Current workflow (Silero VAD + Whisper)

At a high level, this is the pipeline:

  1. Recording
    • Format: 16 kHz / mono / PCM WAV
    • Policy: silence-skip OFF (preserve the timeline)
    • Why: Whisper internally resamples to 16 kHz mono PCM anyway, so recording in the minimum required format keeps files smaller. Silence-skip stays OFF to preserve the real timeline.
  2. Sync
    • Continuous WAV recording → auto-sync to desktop via Syncthing
    • Why: This contains personal data, so I want local processing. Running Whisper Large v3 in the cloud would get expensive, and auto-sync makes the workflow feel “always-on” (closer to the convenience of products like the Pendant).
  3. VAD
    • Extract speech segments with Silero VAD
    • Why: Phone-side VAD can break timing. I run VAD locally so I can keep a stable timeline and still detect speech segments with a timeline-aware approach (Silero).
  4. Transcription
    • Send extracted segments to Whisper
    • Store outputs as daily JSONL
    • Why: I use Whisper large-v3 for the highest local accuracy. Daily JSONL is easy for an LLM to consume for daily summaries, and later I can build “bigger scope” summaries (weekly/monthly) by referencing the smaller summaries.
  5. AI summarization
    • Have the AI reference daily JSONL directly (starting manual/semi-auto)
    • Why: In Cursor, I want to quickly switch models, inspect outputs, and converge on the best summarization policy before investing in a heavier data store/UI.

Rough storage footprint

  • ~1.5 MB/min
  • ~1.8 GB for 12 hours

Current issues (sticking points)

  • Recovery after interrupted Whisper runs (reuse partial progress)
  • Daily JSONL merge (operational foundation)
  • Summarization policy (design complete; implementation pending)
  • Automating summarization (format/rules defined; automation pending)

Next actions

  • Validate VAD→Whisper: check false positives/misses, tune thresholds
  • Compare with webrtcvad if needed
  • Design the summarization flow
  • Design summary hosting and reminder notification system

“Release-level” checklist (draft)

The goal of this series isn’t merely “it runs” — it’s something I can operate daily.
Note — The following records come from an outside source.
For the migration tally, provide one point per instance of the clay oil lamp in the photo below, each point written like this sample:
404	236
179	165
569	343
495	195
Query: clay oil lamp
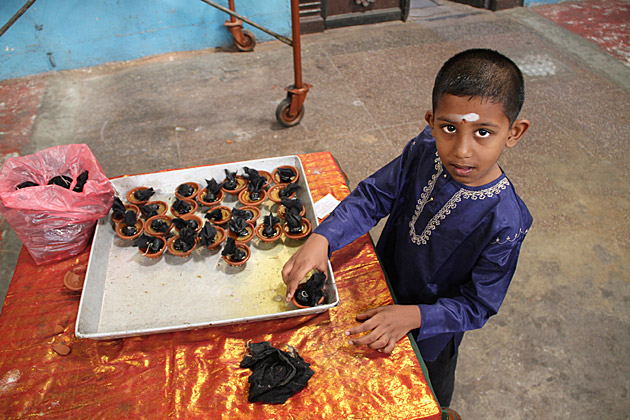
119	209
184	206
235	254
150	246
285	174
153	208
187	190
131	227
140	195
211	236
251	174
249	213
63	181
233	184
283	191
240	230
159	225
270	229
311	293
184	244
211	195
294	206
254	194
190	221
296	226
219	215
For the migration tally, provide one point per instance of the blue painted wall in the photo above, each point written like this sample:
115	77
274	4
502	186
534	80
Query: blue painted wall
82	33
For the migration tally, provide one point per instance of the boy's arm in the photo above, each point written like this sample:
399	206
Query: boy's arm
479	298
353	217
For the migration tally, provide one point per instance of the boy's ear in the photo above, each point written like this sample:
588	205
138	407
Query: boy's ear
516	132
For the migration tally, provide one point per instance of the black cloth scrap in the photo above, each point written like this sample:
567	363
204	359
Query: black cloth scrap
276	374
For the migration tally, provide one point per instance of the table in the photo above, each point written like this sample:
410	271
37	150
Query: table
196	374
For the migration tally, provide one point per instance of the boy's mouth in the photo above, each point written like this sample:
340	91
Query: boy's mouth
462	170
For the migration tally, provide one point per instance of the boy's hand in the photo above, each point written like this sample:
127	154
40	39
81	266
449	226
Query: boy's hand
387	325
312	255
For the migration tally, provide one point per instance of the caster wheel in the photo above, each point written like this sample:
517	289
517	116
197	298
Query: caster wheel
249	42
282	114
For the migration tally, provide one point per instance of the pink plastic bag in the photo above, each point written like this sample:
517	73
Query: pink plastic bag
53	222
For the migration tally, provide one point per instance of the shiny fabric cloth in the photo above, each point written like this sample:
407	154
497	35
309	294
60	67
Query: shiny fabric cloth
196	374
450	248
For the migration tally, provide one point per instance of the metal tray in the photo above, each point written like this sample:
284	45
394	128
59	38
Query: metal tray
126	294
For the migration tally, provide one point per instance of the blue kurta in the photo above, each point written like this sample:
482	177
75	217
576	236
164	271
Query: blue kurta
447	247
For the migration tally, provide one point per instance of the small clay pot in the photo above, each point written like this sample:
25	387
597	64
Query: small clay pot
193	209
218	238
149	230
248	253
75	278
201	194
267	176
162	206
276	177
266	239
225	211
241	183
255	211
282	210
274	193
139	227
133	207
191	196
243	239
169	246
245	199
158	254
306	229
195	217
131	196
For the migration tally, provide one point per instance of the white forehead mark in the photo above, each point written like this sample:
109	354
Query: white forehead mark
464	118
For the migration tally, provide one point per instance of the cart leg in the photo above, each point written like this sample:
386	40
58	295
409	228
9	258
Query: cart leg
244	40
291	109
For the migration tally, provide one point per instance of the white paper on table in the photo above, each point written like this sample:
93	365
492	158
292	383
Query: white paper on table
325	206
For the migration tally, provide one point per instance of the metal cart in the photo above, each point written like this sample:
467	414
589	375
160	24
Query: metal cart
290	110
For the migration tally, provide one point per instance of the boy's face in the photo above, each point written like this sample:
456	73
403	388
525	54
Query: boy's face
470	134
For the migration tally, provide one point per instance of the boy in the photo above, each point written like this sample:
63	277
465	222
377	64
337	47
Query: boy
456	225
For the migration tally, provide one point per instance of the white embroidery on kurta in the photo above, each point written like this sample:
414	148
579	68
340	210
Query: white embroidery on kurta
450	205
520	234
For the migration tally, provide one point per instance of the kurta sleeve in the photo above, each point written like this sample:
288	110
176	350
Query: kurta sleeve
365	206
479	298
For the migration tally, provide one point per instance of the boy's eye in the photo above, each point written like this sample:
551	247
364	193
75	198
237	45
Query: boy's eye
482	132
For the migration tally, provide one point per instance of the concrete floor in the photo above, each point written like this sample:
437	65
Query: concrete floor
559	346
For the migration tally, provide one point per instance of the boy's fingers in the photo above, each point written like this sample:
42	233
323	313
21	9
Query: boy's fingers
390	346
286	270
367	314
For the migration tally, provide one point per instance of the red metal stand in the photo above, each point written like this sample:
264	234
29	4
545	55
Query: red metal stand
290	110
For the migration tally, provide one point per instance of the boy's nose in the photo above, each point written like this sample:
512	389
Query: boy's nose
463	147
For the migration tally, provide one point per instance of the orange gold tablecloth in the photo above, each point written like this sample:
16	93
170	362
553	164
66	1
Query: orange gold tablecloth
196	374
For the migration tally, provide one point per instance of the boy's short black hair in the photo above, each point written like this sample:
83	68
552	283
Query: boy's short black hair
482	73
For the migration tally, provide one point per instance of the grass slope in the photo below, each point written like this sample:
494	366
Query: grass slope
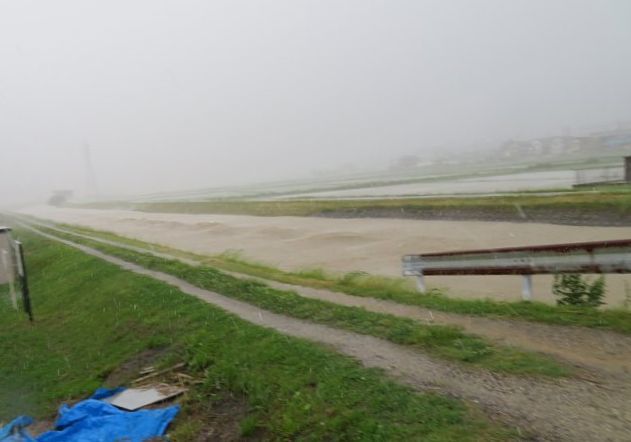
612	201
91	317
443	341
397	289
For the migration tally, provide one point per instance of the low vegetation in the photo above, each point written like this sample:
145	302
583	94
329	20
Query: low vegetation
92	317
398	290
606	205
574	289
443	341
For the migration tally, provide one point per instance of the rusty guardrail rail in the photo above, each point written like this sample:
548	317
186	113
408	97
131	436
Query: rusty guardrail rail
586	257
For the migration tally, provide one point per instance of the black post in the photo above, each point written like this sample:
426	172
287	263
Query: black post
26	297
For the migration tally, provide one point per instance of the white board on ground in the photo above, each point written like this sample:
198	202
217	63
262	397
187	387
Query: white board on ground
135	398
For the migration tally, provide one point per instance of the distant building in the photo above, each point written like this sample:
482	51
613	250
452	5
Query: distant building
60	197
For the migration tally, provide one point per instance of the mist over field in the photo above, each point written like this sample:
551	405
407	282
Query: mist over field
171	95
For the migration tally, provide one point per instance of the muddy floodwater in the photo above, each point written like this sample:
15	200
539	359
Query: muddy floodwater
343	245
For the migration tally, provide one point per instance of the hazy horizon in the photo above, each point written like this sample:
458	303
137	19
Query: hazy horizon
170	95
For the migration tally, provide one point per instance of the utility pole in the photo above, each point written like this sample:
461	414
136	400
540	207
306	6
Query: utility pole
92	188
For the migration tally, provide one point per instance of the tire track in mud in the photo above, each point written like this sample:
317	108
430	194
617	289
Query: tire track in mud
568	409
602	353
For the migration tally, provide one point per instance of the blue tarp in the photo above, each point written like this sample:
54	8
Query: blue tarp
93	420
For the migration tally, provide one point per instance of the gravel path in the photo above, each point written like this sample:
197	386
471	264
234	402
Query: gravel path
571	409
602	353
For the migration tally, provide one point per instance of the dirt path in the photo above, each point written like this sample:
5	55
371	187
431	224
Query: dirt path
572	410
344	245
602	353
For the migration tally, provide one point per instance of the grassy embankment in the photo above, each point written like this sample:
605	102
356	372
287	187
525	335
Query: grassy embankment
396	289
91	317
608	205
442	341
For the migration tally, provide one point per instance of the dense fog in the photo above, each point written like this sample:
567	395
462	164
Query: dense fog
130	97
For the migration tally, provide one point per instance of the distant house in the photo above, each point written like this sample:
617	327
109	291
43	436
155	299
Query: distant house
548	146
60	197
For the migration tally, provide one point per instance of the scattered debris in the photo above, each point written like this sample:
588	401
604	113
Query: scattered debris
134	398
157	373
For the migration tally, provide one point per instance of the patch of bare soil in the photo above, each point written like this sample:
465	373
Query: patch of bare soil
566	409
221	420
602	353
129	370
373	245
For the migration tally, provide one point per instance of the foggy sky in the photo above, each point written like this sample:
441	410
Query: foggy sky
181	94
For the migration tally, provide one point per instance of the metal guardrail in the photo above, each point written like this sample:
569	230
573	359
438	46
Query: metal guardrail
587	257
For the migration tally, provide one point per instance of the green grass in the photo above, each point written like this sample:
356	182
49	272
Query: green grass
612	200
92	316
398	290
443	341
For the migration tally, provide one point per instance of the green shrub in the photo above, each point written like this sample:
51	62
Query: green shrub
573	289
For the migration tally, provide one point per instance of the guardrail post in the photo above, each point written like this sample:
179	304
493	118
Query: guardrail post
420	283
526	288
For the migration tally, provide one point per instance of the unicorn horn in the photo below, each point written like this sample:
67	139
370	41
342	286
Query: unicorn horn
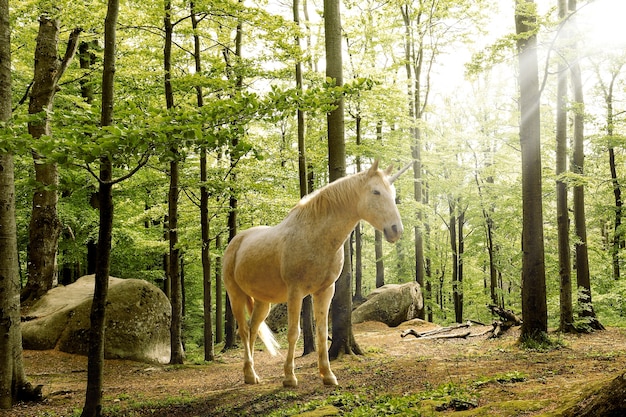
397	174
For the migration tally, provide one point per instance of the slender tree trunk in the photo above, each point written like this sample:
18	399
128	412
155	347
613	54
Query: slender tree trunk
205	255
413	66
176	297
93	396
308	333
582	257
232	213
45	226
219	293
619	241
341	307
378	235
534	304
12	376
562	212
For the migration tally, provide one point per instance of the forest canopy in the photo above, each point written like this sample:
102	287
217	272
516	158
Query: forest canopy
434	77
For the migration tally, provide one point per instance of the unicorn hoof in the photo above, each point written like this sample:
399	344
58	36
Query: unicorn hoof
252	379
331	380
290	383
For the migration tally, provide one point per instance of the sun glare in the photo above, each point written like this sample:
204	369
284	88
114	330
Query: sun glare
601	23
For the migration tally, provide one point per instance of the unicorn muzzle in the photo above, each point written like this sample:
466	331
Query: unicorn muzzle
393	232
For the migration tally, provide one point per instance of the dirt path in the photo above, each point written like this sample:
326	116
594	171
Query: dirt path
538	382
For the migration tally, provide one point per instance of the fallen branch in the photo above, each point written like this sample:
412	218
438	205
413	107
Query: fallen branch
435	331
449	336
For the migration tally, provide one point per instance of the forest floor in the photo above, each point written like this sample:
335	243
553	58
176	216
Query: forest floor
496	376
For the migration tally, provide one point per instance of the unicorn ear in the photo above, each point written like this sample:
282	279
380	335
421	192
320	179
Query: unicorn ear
374	168
397	174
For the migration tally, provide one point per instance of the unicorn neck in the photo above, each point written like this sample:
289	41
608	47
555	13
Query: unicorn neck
330	213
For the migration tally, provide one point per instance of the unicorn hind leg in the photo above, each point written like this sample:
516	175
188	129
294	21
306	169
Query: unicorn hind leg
240	301
321	303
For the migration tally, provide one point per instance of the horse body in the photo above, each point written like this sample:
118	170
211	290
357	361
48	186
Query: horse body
303	255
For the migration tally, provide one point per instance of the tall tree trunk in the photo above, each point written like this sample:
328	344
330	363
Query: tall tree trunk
619	239
534	305
205	255
45	226
582	257
219	293
378	235
341	307
12	376
308	334
93	396
452	207
413	64
176	297
562	212
232	213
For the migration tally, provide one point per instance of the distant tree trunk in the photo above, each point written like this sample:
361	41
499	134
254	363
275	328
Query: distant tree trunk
487	211
219	296
582	257
308	334
232	213
205	255
176	298
341	307
562	212
93	395
619	240
413	65
378	235
12	376
457	218
358	235
45	226
534	305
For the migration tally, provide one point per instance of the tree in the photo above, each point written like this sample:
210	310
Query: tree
341	306
307	303
13	383
176	295
580	223
562	212
534	304
608	91
45	226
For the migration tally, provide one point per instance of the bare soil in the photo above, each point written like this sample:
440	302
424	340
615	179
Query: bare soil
499	376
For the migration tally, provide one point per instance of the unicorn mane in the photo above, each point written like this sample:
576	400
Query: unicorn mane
333	196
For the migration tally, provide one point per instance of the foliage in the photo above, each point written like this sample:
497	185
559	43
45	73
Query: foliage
469	134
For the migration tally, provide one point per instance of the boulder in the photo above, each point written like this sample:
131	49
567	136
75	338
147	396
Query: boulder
277	318
137	323
391	304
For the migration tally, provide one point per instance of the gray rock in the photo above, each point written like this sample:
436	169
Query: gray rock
137	323
391	304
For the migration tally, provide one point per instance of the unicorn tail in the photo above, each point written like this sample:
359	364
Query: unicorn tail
268	339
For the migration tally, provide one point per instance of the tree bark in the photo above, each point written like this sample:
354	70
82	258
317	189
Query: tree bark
232	213
12	376
205	254
176	296
582	256
93	396
562	212
534	305
45	226
619	241
341	307
308	334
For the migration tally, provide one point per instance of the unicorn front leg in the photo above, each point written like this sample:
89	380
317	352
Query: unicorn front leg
294	306
321	301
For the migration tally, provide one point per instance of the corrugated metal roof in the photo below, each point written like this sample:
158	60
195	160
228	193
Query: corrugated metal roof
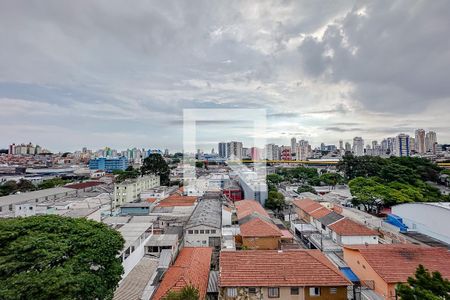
213	282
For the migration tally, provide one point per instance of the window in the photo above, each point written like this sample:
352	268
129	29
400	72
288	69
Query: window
274	293
314	291
232	292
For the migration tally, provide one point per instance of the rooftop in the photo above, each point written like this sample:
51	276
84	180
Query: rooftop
307	205
278	268
132	231
83	185
28	196
330	218
396	262
162	240
319	213
257	227
247	207
208	212
191	267
347	227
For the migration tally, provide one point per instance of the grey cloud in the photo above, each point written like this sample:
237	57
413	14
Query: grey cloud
395	53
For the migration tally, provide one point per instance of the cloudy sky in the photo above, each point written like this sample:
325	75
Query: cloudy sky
119	73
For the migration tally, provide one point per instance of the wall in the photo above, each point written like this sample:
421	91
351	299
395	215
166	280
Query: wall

My current “release-level” bar looks like this:

  • Repeatability: I can run a full-day pipeline (e.g., 12 hours) end-to-end with a consistent procedure
  • Recoverability: If Whisper/GPU jobs stop mid-run, I can resume safely by segment/day
  • Quality control: I can measure VAD misses/false-positives and have a tuning process
  • Data design: JSONL schema is stable, and daily merges don’t break
  • Automation: Sync → processing → summarization is automated enough to be “hands-off”

Once this is true, I’ll write a public roundup post that links to the most important snapshot posts.


Development log

DateNotes
2025/12/13Designed hierarchical summary generation rules (daily/weekly/monthly/quarterly/yearly, date boundary, week start). Reorganized AGENTS.md to clarify generation rules.
2025/12/12Dropped the TXT layer. New plan: merge JSONL by day → have the AI reference JSONL directly for a simpler system.
2025/12/07Verified long recording stability (battery/storage/background). No issues.
2025/12/06Switched to passing VAD segments directly to Whisper in memory to reduce I/O. Input 7h46m → small: 317s (~88× realtime), large-v3: 486s (~57× realtime).
2025/12/06Updated VAD→Whisper processing to run as a single GPU batch.
2025/12/05Decided against silence-skip because reconstructing realtime is difficult.
2025/12/05Moved to: Smart Recorder (silence-skip OFF) + Syncthing. Use Silero VAD to detect segments while preserving timeline → Whisper full transcription.
2025/12/04Built an automated flow: Smart Recorder (silence-skip) → Syncthing auto-sync → processing pipeline.
2025/12/04Built a prototype for WAV → Whisper transcription.
2025/12/03Started the project. Fixed VRAM pressure from keeping the model loaded by unloading after each run and loading only when needed (SSD makes overhead small).
This post is licensed under CC BY 4.0 by the author.